Exciting week experimenting with the newly released LLaMA 3.2 (1B) model, applied in a unique context: multi-label classification on medical records.
?? Medical Dataset: The dataset includes transcriptions from over 3,000 anonymized medical records. Labels were multi-faceted, covering domains such as medical procedures, conditions, and specialties (e.g., “Surgery,” “Pneumonia,” “MRI”), with over 10,000 unique labels spanning frequent and rare categories.
Our goal was to develop a scalable and accurate model that classifies complex medical text data (e.g., surgical notes, medical history) into over 10,000 unique categories, including medical specialties, procedures, conditions, and anatomical terms. Due to the heavy class imbalance (e.g., “Surgery” vs. “Pediatrics”) and sparse data, this project posed unique challenges.
Multi-label classification of medical texts, a task that presents specific hurdles, particularly with sparsely labeled data and lengthier medical transcripts. The LLaMA 3.2 1B model, typically used for generation tasks, required innovative adjustments.
?? Methods Used:
- Model Architecture: We leveraged the LLaMA 1B model, enhanced with LoRA (Low-Rank Adaptation) for parameter-efficient fine-tuning on high-dimensional medical text. The setup allowed effective memory use and targeted learning, supported by BitsAndBytes quantization for memory optimization.
- Dimensionality Reduction: The model, being a Causal Language Model (CLM), outputs logits over the entire vocabulary—unideal for tasks needing last_hidden_state. So we needed to try careful dimensionality reduction from over 200K+ to around 2048.
- Tokenization & Label Management: Implemented multi-label encoding via MultiLabelBinarizer to handle over 10,000 medical classes with infrequent labels removed. Tokenization used a max sequence length of 512 for performance optimization.

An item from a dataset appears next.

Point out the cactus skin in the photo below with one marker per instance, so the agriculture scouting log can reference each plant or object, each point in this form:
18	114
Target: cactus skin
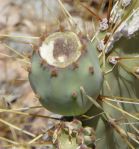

- Loss Functions: We experimented with several custom loss functions tailored for sparse multi-label classification:
- MaskedBCELoss: Targeted only relevant label positions.
- SparseWeightedFocalLoss: Focused on hard-to-predict classes and penalized false positives.
- FrequencyWeightedFocalLoss: Adapted to imbalanced label frequency for balanced learning.
- Custom Validation Metrics: Designed specific metrics to evaluate:
- Row-wise label overlap accuracy.
- Per-class precision, recall, and F1 scores.
- Custom scoring to focus on labels relevant to each record while reducing 0-vs-0 matches.
- High-Frequency Label Bias: The model frequently predicted common labels (e.g., “surgery,” “MRI”), indicating a need to balance label frequency.
- Sparse Predictions: Fewer predictions were generated for lower-frequency labels. The custom loss functions helped improve this but remain a focus for future work.
- Reduced Overfitting: Using gradient checkpointing and dropout adjustments effectively controlled overfitting on high-frequency labels.
?? Results (Sample):
- Row-wise accuracy improvements: Adjusted the model to achieve meaningful, diverse predictions by incorporating label masks and adaptive learning rates. Initial results showed accuracy in predicting more frequent labels such as 'Orthopedic', 'Cardiovascular / pulmonary', 'Radiology', "MRI," "Surgery," etc., but more tuning is needed for sparsely occurring labels.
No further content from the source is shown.